Titel: Tal ohne Sonne
Autoren: Heinz G. Konsalik
Vom Netzwerk:
Krone, war ein Mann, der wenig Kontakt zu anderen Menschen hielt. In seinem Haus arbeiteten ein Butler, eine Köchin, zwei Gärtner und zwei Boys, drei Hausmädchen und die Vorsteherin des gesamten Haushaltes, die sich stolz ›Hausdame‹ nannte. Alle waren getaufte und zivilisierte Papuas oder Mischlinge, nur der Butler war ein stocksteifer Engländer und ehemaliger Feldwebel eines Eliteregiments, der General Lambs bei einer unverhofften Truppenbesichtigung auffiel, weil er beim Exerzieren mit einer Donnerstimme schrie: »Kopf hoch – Brust raus – Arsch rein! Der Hinterkopf und die Arschbacken bilden eine gerade Linie …« Als Sir Anthony pensioniert wurde, setzte er durch, daß Herbert Cook, so hieß der Feldwebel, aus der Armee entlassen wurde und in seine Dienste trat.
    Mit diesen Menschen in seiner nächsten Umgebung hatte Lambs genug. Er besuchte keinen Club – außer dem Golfclub –, ging zu keiner privaten oder öffentlichen Einladung, saß dafür lieber in seinem Garten und las oder spielte mit Butler Herbert Schach, der dabei so klug war, den General dreimal gewinnen und dann einmal verlieren zu lassen, damit der Trick nicht auffiel. »Er ist ein mürrischer, verschlossener alter Herr!« sagte man über den General in Port Moresby. »Weiß der Teufel, was ihn so verbittert gemacht hat. Sein Leben war ja nun wirklich nicht langweilig. Und Sorgen hat er auch nicht.«
    Um so verwunderlicher war es, daß an diesem Abend Butler Herbert einen Tisch für zwei Personen gedeckt und eine Flasche Champagner hatte kalt stellen müssen. Sir Anthony hatte Besuch bekommen – nicht nur zum Abendessen, sondern auch über Nacht. Ein Fremdenzimmer war hergerichtet worden, nach acht Jahren schlief wieder ein Fremder im Haus. Butler Herbert war wie die Hausdame und das gesamte Personal äußerst verwundert, als der Besuch vom Flughafen abgeholt und von Sir Anthony vor der Haustür, was man überhaupt noch nicht gesehen hatte, empfangen wurde. Sogar mit einem Handkuß. Daß General Lambs galant sein konnte, hätte nie jemand geglaubt.
    »Und ich sage Ihnen nun zum zehntenmal: Es ist Wahnsinn. Absoluter Wahnsinn, Leonora!« rief Sir Anthony und warf seine Serviette auf den Teller. Sie hatten auf der Terrasse das Abendessen beendet, und Butler Herbert war im Salon damit beschäftigt, die Flasche Champagner formvollendet, ohne Korkenknall, zu öffnen. »Warum sehen Sie das nicht ein? Wo Geologen, Militärs, Geschäftemacher und sogar Missionare kapitulieren – und das will was heißen –, da wollen Sie als Frau etwas erreichen? Seien Sie doch vernünftig, bitte.«
    Dr. Leonora Patrik war das, was man eine attraktive Frau nennt. Nicht mit Hilfe von Make-up, künstlichen Wimpern, Lidschatten und Augenumrandungen und unter Zuhilfenahme von raffinierten Modellkleidern, sondern in ihrem naturfarbenen Baumwollrock und der Khakibluse, mit kurzgeschnittenen, welligen blonden Haaren und hellbraunen, bei schrägem Lichteinfall sogar grünlich schimmernden Augen war ihre natürliche Schönheit allen Kosmetikhilfen überlegen.

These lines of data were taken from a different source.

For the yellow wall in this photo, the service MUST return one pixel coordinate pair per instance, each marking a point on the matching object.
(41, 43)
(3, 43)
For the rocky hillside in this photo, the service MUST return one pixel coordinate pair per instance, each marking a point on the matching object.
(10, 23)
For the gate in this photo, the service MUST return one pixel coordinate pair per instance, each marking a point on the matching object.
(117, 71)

Sie war mittelgroß, und man sah ihrem Körper an, daß er sportlich trainiert und zu großen Leistungen fähig war. In London, Paris, Hamburg und New York hatte sie Medizin studiert, hatte sich dann auf Tropenmedizin spezialisiert und in Hamburg promoviert. Nach dreijährigem Klinikum am Tropeninstitut in Hamburg war sie wieder nach New York gezogen und hatte sich zu einem Lehrgang gemeldet, der ein Überlebenstraining bot. Dazu war man nach Brasilien, nach Manaus am Amazonas, geflogen und hatte die Teilnehmer nach einer gründlichen theoretischen Ausbildung mit Fallschirmen über dem Amazonasurwald abgeworfen, in einem Gebiet nördlich des Rio Negro; hier lebten noch Indianerstämme, die mit den Weißen nur wenig in Berührung gekommen waren. Jeder der Teilnehmer hatte eine Erklärung unterschreiben müssen, daß er dieses Überlebenstraining auf eigene Gefahr auf sich nehme.

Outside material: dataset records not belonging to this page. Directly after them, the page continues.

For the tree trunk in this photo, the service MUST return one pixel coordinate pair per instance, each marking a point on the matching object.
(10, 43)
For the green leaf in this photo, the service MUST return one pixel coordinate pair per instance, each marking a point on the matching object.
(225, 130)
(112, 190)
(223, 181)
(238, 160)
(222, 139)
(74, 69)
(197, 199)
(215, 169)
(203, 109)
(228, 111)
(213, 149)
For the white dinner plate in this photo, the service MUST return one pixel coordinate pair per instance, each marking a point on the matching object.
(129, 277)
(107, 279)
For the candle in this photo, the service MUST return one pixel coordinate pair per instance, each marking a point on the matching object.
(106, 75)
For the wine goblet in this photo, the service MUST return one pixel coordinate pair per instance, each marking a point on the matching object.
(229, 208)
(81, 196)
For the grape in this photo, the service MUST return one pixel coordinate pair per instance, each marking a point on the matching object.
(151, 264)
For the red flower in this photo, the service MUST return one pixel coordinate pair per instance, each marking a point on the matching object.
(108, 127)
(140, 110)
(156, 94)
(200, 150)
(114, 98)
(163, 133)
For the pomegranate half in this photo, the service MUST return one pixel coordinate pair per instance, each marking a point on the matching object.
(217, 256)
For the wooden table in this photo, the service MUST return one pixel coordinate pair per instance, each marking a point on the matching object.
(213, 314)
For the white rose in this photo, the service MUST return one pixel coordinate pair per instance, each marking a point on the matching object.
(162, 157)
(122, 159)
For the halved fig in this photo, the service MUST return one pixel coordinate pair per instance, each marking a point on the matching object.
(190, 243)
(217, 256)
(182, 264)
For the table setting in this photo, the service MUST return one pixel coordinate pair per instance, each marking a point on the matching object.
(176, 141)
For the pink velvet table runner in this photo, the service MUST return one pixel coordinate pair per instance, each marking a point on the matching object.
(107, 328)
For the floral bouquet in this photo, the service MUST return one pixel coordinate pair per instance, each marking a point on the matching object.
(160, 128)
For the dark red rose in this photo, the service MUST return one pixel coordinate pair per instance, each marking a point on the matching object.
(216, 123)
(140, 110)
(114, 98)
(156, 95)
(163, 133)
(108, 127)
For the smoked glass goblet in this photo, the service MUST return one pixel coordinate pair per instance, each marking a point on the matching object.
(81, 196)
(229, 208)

    Sie kamen alle zurück, fünf Männer und zwei Frauen, schlugen sich durch die Grüne Hölle, ernährten sich von Schlangen, Käfern, Würmern und Flußfischen, wurden von einem schwarzen Panther angegriffen, den sie mit Stockhieben und Peitschen aus Lianenschnüren vertrieben, sechs Wochen waren sie unterwegs durch Urwald, Riesenfarne und Sümpfe, und als sie wieder am Ufer des Rio Negro standen und mit einem Boot zurück nach Manaus fuhren, wußten sie, daß sie auf dieser Welt so schnell nichts mehr erschüttern konnte.